De pronto un alarido espantoso rasgó el aire. Pasaron varios segundos antes de que Michael identificara la palabra «mamá». Nadie se movió y sólo se oían las gotas de lluvia cayendo sin tregua sobre el suelo. A continuación la gente colocó algunas piedras en la tumba y, según la costumbre de los judíos de Jerusalén, los hombres formaron en dos filas y el hijo pasó entre ellos. Las mujeres se apartaron. Algunas se acercaron a la hija de Neidorf, Nava, que estaba muy quieta junto a la tumba con la cabeza baja, reclinándose en una mujer desconocida para Michael. Los hombres echaron a andar hacia los coches hundiéndose en el barro. Nadie se detuvo a hablar con nadie, nadie pronunció una sola palabra. Algunos tocaron a Nava en el brazo, y algunos dirigieron una mirada a Hildesheimer, pero nadie lo tocó. Linder se le acercó y le ofreció el brazo, y el anciano se apoyó en él para dirigirse laboriosamente hacia uno de los coches.

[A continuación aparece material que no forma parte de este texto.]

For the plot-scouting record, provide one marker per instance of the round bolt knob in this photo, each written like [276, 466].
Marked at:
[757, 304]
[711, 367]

Rosenfeld, observó Michael, que cerraba la marcha, se sentó al volante y detrás de él tomó asiento el hombre apuesto del Comité de Formación.

Tzilla esperaba en el asiento del conductor. Michael subió al coche y reparó en la expresión sombría de Eli.

—Entonces ¿qué me sugieres? —preguntó después de carraspear—. ¿Que lo traigamos aquí?

Eli asintió con la cabeza y tuvo un escalofrío. En el coche olía a lana húmeda y Michael abrió la ventanilla a pesar de que seguía lloviendo. Después se inclinó hacia la radio y pidió al centro de Control que le dijeran a Gidoni que les mandara el paquete. Cuando estaban entrando en la ciudad una voz dijo por la radio que Gidoni quería saber si eran sus hombres los que tenían que hacerse cargo de entregar el paquete. Sí, dijo Michael, lo preferiría así. Se oyó un suspiro de alivio procedente del asiento trasero. Tzilla sonrió y Michael se encogió de hombros y encendió un cigarrillo. No paraba de llover y Eli empezó a explicar en tono de disculpa que probablemente el interrogatorio duraría varias horas.

—Quedarse tirado en Belén con el tiempo que hace... —dejó la frase sin terminar.

Tzilla detuvo el coche junto al asador donde solían comer, en el mercado de Mahaneh Yehuda de la calle Agrippas, y nadie la rebatió cuando dijo:

—Después de un entierro siempre me entra hambre.

Tal como había predicho Tzilla mientras ensartaba con su tenedor los trozos de carne de un gran plato de parrillada mixta, cuando llegaron al barrio ruso, Alí Abú Mustafá estaba esperándolos en la sala de detenidos. Michael fumaba como una chimenea. El repentino cambio del entierro al restaurante, donde Tzilla no paró de charlar con mucha animación y Eli picoteó su comida sombríamente sin despegar los labios, y la perspectiva del interrogatorio lo habían cargado de tensión.